気を取り直し、Hall of Fame へ。まず20分ほどのVTRを見る部屋に通される。パッカーズの歴史をまとめたものだ。映像があるので内容は把握でき、なかなか感動的なつくりになっているのだが、私のリスニング能力では細かいところまでは聞き取れない。勉強しないと。それが終わると展示室へ。チーム創設から現在まで、様々な説明と展示物がある。ロンバルディ時代のものが多い。私は1990年代以降しか詳しいことがわからないのでちょっと残念。
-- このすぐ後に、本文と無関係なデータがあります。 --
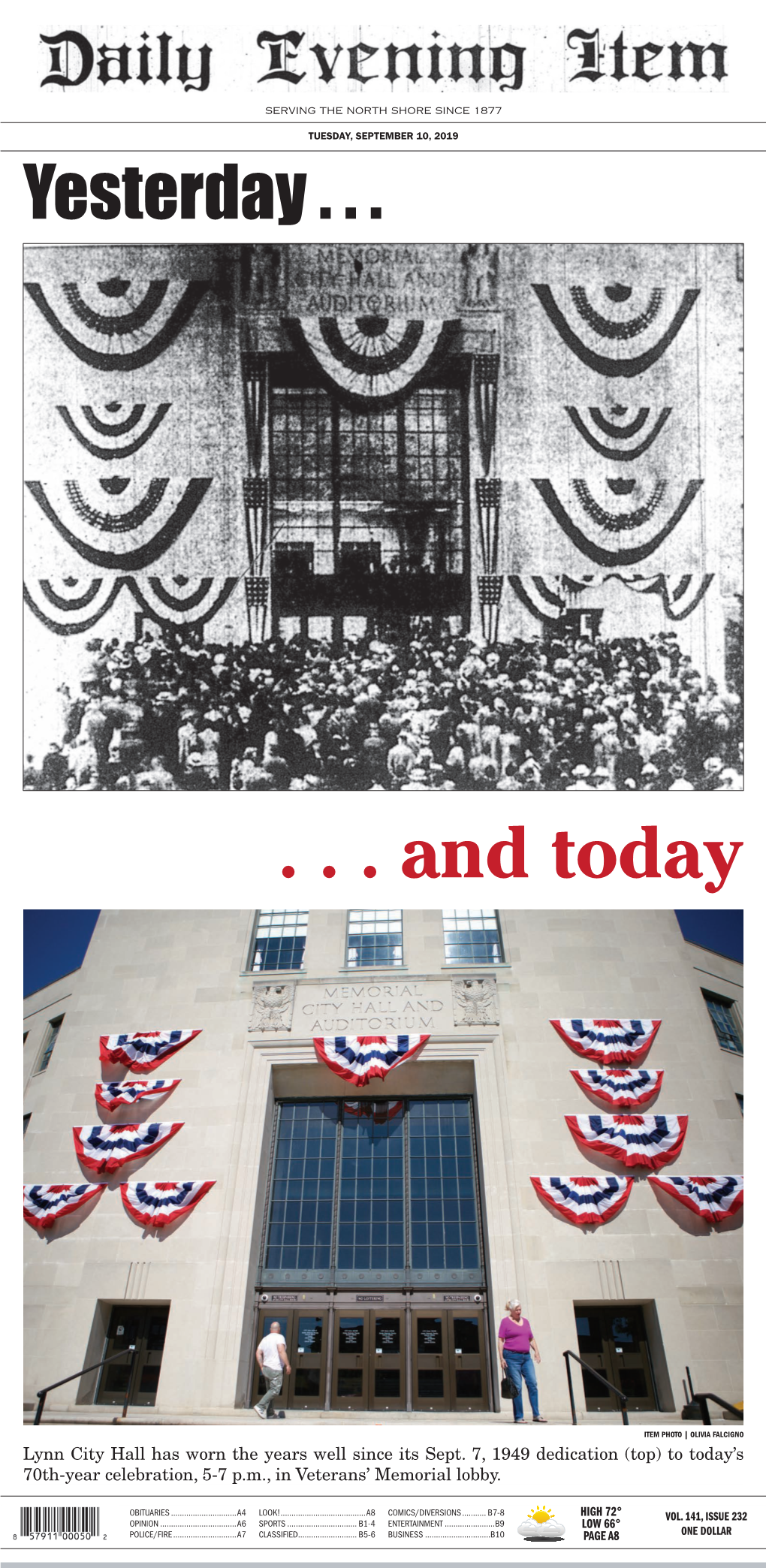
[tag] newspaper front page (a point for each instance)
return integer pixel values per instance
(376, 410)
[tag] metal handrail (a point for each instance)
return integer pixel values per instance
(96, 1364)
(702, 1402)
(621, 1396)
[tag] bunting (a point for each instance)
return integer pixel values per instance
(632, 1141)
(608, 1040)
(146, 1048)
(619, 1087)
(158, 1203)
(146, 529)
(110, 1096)
(107, 1148)
(44, 1203)
(370, 358)
(583, 1200)
(710, 1197)
(168, 601)
(362, 1057)
(125, 325)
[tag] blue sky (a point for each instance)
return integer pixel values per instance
(56, 941)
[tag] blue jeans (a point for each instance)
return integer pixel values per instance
(520, 1366)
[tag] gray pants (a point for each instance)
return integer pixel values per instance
(273, 1380)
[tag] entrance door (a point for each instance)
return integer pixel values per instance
(143, 1327)
(613, 1340)
(306, 1334)
(448, 1360)
(369, 1360)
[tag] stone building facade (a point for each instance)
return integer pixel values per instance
(386, 1230)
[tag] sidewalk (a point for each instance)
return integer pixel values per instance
(107, 1415)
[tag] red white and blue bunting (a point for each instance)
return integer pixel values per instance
(710, 1197)
(146, 1048)
(583, 1200)
(146, 527)
(608, 1040)
(370, 358)
(621, 1087)
(110, 1096)
(362, 1057)
(158, 1203)
(632, 1141)
(107, 1148)
(119, 324)
(72, 606)
(46, 1203)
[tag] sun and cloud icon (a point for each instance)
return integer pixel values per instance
(541, 1526)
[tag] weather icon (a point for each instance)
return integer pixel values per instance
(541, 1526)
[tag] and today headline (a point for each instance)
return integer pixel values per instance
(596, 860)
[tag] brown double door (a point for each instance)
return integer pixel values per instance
(613, 1341)
(379, 1358)
(369, 1361)
(143, 1327)
(448, 1360)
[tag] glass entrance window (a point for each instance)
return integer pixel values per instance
(303, 1184)
(279, 939)
(373, 1190)
(445, 1233)
(375, 939)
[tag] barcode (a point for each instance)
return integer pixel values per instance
(60, 1521)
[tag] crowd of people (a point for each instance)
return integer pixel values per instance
(436, 712)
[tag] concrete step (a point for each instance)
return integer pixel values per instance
(105, 1415)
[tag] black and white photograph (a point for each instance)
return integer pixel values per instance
(383, 518)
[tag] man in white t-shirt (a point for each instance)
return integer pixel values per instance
(271, 1357)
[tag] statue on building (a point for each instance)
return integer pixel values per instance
(475, 1001)
(271, 1007)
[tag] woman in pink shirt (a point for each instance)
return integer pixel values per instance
(517, 1347)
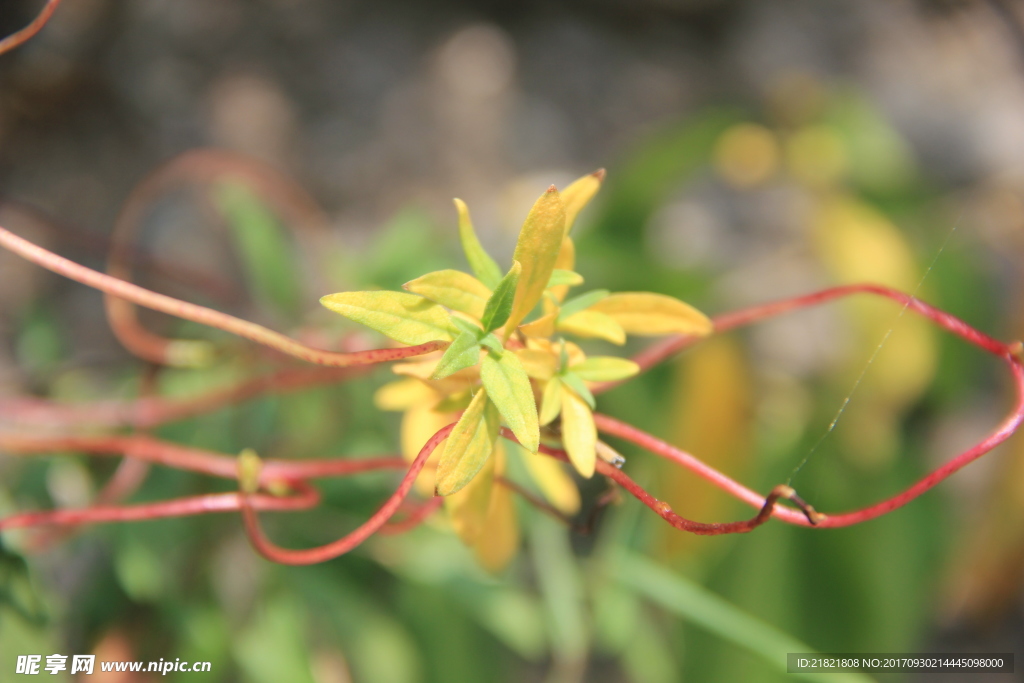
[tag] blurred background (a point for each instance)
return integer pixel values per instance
(755, 151)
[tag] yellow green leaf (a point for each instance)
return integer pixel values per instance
(605, 369)
(537, 364)
(479, 260)
(579, 432)
(650, 314)
(537, 250)
(579, 194)
(500, 304)
(468, 446)
(496, 549)
(403, 394)
(406, 317)
(508, 386)
(555, 483)
(457, 290)
(468, 508)
(463, 352)
(551, 401)
(543, 327)
(593, 324)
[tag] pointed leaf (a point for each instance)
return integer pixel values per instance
(468, 445)
(406, 317)
(457, 290)
(582, 302)
(579, 194)
(537, 250)
(647, 313)
(579, 432)
(573, 381)
(509, 388)
(592, 324)
(551, 401)
(463, 352)
(479, 260)
(566, 278)
(605, 369)
(500, 304)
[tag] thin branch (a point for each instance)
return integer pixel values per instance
(26, 34)
(275, 553)
(202, 314)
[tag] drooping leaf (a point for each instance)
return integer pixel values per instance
(551, 400)
(468, 445)
(509, 388)
(479, 260)
(648, 313)
(605, 369)
(582, 302)
(593, 324)
(543, 327)
(457, 290)
(406, 317)
(564, 278)
(537, 250)
(463, 352)
(571, 380)
(579, 432)
(500, 304)
(467, 509)
(579, 194)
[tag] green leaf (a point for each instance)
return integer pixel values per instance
(605, 369)
(457, 290)
(509, 388)
(492, 342)
(699, 606)
(582, 302)
(406, 317)
(500, 304)
(551, 401)
(267, 256)
(540, 242)
(464, 352)
(574, 382)
(469, 445)
(567, 278)
(479, 260)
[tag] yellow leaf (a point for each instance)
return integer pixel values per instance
(555, 483)
(565, 261)
(648, 314)
(594, 325)
(468, 508)
(418, 425)
(537, 250)
(498, 546)
(542, 327)
(579, 432)
(605, 369)
(539, 365)
(551, 401)
(509, 388)
(454, 289)
(403, 394)
(406, 317)
(479, 260)
(579, 194)
(469, 445)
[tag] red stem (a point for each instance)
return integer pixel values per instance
(351, 540)
(26, 34)
(202, 314)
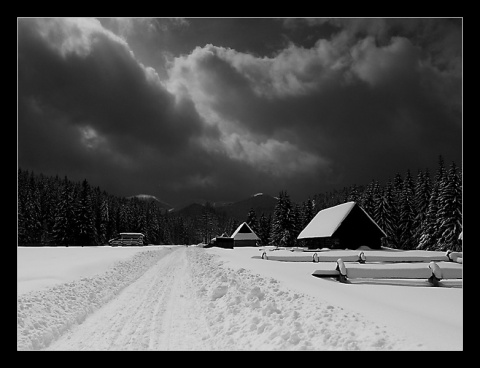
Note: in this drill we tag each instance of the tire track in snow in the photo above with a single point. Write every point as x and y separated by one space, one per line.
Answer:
153 313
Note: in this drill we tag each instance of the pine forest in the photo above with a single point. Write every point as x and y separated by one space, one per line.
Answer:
416 212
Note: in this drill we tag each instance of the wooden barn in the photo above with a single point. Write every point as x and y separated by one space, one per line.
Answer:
346 226
244 236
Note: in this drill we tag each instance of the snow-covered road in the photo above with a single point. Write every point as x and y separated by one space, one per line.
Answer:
189 300
158 311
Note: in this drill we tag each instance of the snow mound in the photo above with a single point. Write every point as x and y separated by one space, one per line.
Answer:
44 315
247 311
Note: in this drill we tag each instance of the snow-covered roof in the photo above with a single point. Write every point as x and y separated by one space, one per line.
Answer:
244 232
326 221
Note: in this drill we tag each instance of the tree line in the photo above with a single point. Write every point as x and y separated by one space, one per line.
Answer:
416 213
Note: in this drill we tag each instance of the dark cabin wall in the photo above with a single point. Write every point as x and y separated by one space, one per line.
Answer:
245 243
357 229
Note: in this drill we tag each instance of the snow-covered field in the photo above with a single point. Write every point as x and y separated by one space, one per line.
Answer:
179 298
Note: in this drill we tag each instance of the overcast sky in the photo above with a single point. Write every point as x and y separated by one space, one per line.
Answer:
224 108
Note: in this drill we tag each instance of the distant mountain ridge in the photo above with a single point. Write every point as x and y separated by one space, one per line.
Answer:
260 202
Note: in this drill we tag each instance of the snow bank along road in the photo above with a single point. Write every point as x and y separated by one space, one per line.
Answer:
187 299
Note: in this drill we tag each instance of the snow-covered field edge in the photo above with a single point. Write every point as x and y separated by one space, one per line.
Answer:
44 315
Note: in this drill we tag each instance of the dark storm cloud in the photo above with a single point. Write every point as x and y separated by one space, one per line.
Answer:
223 108
366 103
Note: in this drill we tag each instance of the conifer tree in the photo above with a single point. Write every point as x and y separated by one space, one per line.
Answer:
367 199
84 219
252 220
407 214
308 213
384 214
428 229
283 227
423 189
449 219
64 227
264 227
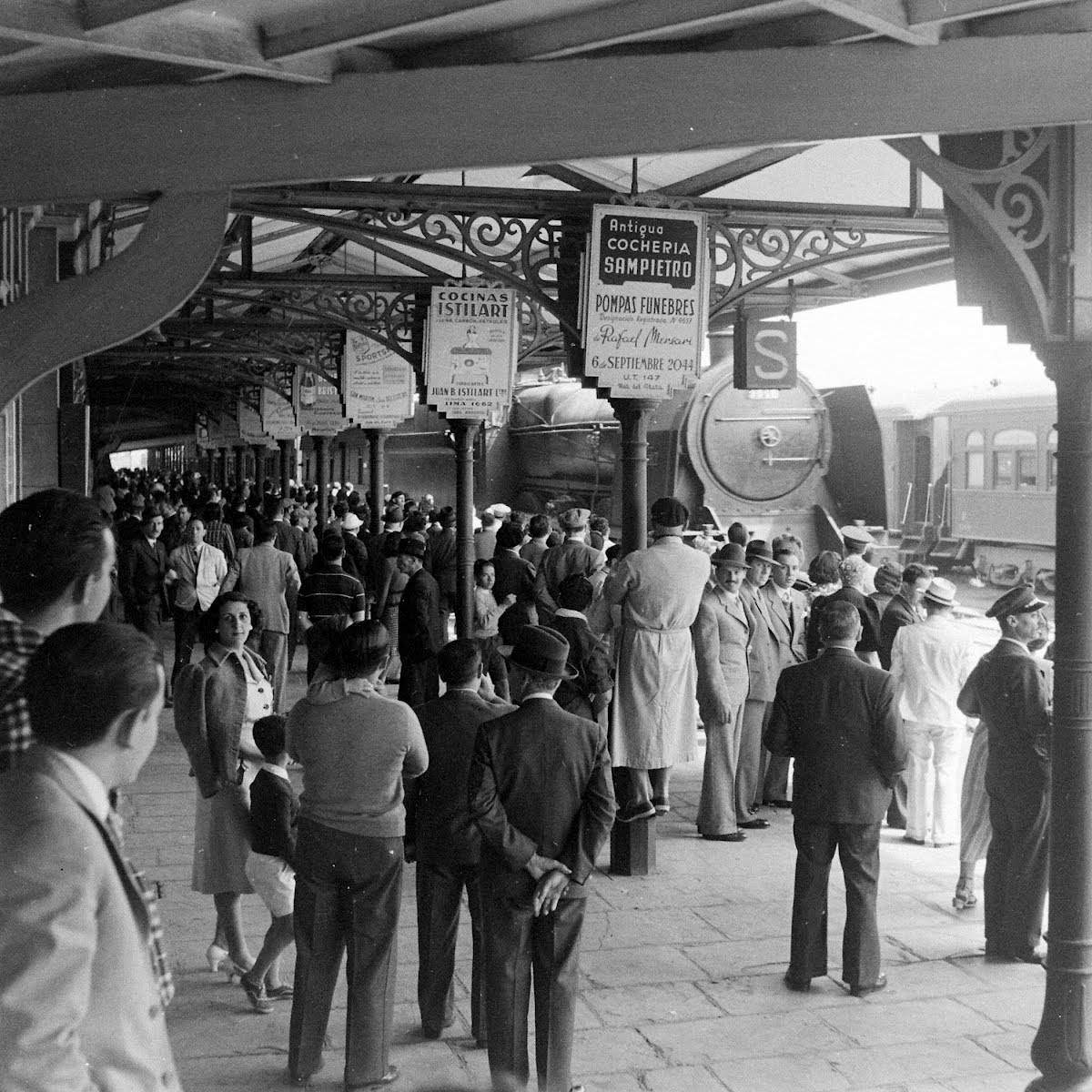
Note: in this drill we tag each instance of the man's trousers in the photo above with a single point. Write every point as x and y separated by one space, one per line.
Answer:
858 851
348 895
440 894
518 947
1015 885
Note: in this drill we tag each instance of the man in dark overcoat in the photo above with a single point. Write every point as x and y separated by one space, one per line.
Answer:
1010 691
421 627
541 796
839 719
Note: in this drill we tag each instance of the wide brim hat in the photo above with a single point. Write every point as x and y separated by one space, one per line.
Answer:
412 546
758 551
543 650
574 519
1020 600
943 592
731 555
852 533
670 512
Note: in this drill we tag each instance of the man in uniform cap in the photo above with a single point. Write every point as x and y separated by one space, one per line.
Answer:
540 792
1010 691
653 714
857 541
573 555
929 664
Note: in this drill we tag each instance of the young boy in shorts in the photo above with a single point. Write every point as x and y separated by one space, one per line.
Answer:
273 808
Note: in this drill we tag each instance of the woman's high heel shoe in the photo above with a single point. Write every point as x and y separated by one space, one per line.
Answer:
217 956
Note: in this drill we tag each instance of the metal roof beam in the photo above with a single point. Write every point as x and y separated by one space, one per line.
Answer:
69 147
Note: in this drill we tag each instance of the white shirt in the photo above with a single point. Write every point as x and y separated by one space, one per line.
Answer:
929 664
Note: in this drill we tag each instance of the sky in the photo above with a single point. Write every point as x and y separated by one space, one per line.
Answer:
916 348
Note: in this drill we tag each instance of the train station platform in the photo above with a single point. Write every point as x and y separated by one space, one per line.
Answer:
682 973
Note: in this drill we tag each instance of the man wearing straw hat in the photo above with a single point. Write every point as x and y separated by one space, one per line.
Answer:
929 664
540 792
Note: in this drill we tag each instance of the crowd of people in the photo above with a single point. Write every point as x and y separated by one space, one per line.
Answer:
500 768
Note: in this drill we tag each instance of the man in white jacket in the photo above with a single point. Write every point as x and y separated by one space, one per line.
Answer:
929 664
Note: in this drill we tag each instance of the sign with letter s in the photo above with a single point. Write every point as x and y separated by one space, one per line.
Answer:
764 355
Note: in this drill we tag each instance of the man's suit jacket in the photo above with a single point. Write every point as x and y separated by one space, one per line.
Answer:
540 782
790 626
80 1006
839 719
421 628
268 576
763 653
896 614
721 636
143 569
1010 691
438 818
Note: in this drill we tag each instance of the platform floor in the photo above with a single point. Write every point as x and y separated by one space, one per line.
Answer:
682 973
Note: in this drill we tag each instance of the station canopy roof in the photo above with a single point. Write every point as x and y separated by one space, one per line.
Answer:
819 219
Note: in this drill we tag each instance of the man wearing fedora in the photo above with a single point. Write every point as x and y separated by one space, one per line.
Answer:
572 555
653 714
839 719
1010 691
421 627
721 636
763 666
540 792
929 664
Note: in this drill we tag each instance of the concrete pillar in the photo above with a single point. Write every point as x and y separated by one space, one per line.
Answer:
377 450
1063 1046
464 525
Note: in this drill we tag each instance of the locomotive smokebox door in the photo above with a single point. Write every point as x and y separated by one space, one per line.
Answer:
759 446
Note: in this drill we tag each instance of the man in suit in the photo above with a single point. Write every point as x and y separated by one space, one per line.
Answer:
541 794
789 609
421 627
268 577
763 666
143 572
83 973
1010 691
838 718
446 841
721 636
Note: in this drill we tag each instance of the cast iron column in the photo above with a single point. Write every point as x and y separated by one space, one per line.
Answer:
633 844
321 478
377 446
1063 1046
288 450
464 525
259 451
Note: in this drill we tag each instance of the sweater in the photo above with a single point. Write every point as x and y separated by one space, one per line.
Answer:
355 747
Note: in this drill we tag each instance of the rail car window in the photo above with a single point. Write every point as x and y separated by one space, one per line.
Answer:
976 461
1016 459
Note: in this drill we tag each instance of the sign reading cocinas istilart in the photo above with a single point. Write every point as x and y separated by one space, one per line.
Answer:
645 299
470 349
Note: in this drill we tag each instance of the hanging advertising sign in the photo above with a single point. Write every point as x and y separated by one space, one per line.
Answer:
320 407
763 355
278 416
645 299
377 383
470 349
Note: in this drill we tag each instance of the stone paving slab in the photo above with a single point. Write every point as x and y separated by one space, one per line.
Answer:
682 972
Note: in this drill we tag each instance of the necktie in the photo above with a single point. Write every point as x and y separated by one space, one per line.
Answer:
157 950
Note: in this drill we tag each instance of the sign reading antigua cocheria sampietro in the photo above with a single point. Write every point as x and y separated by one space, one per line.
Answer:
470 349
645 299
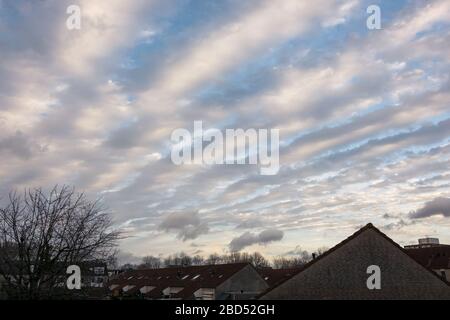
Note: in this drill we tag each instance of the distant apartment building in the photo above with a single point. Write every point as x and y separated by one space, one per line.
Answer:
233 281
347 270
432 255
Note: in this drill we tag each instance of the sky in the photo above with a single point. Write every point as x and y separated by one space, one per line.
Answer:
363 116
ファーヴとレジー・ホワイトがやってきた頃や1996年シーズン(スーパーボウル制覇)の展示が楽しい。彼らのユニフォームやスパイク、彼らが表紙を飾った雑誌などがガラスケースに収められている。その近くでは「ランボー・リープ」の起源について、VTRが流れている。ある試合でレジー・ホワイトがファンブルボールを拾い、リロイ・バトラーにパス。バトラーはそのままエンドゾーンまで持っていき、TD。大喜びするファンが目に入り、バトラーは思わず客席に飛び込んだ。それが「ランボー・リープ」の始まりだということだ。その試合のVTRが流れている。興味深い。
最後の部屋では、ロンバルディ・トロフィーが展示されている。おそらくレプリカ。3つ並ぶ光り輝くトロフィー。このチームの栄光そのものだ。
Hall of Fame を出ると、突然女性が話しかけてきた。「私は Green Bay Press-Gazzette 紙の記者ですが、シャーマンHCが解任されたことについてどう思いますか?」と言っている。突然のことで舞い上がってしまい、「ごめんなさい。日本から来ているので、英語で上手くコメントできるかどうか・・・」と断ってしまった。後になって「何でもいいから言っておいたら、明日の地元紙に載っていたかもしれなかったのに!」と後悔した。あー、しまった(笑)。
昼食時だったので、エイトリウム内のレストラン「Curly's Pub」へ。BBQポーク・サンドイッチを頼んだが、これが超ビッグサイズ!! 食べきれず、お持ち帰りにしてもらう。海外の一人旅では、いつも食事に頭を悩ませている。一人でレストランに入るのも気が引けるので、シアトルではデリやフードコートでテイクアウト(To Go)してホテルで食べていた。グリーンベイでは珍しくレストランに入ってみたものの、結局お持ち帰りだし。
サンドイッチを置きにいったんホテルに戻り、再びエイトリウムへ。目的は「Pro Shop」だ。ポロシャツやキャップ、ファーヴの自伝本などを買う。そしてしばらく悩んでから、ヘルメットを買ってしまった。さすがにオーセンティック(約2万6千円)は高いので、レプリカ(約1万2千円)にした。それでも高いけど。よく考えてみると、一人グリーンベイに行って試合を観て、ヘルメットまで買ってスーツケースに入れて帰国する女ってちょっとあり得ない(笑)。自分で言うのもなんですが、なかなかレアな存在ですね、私。バカです。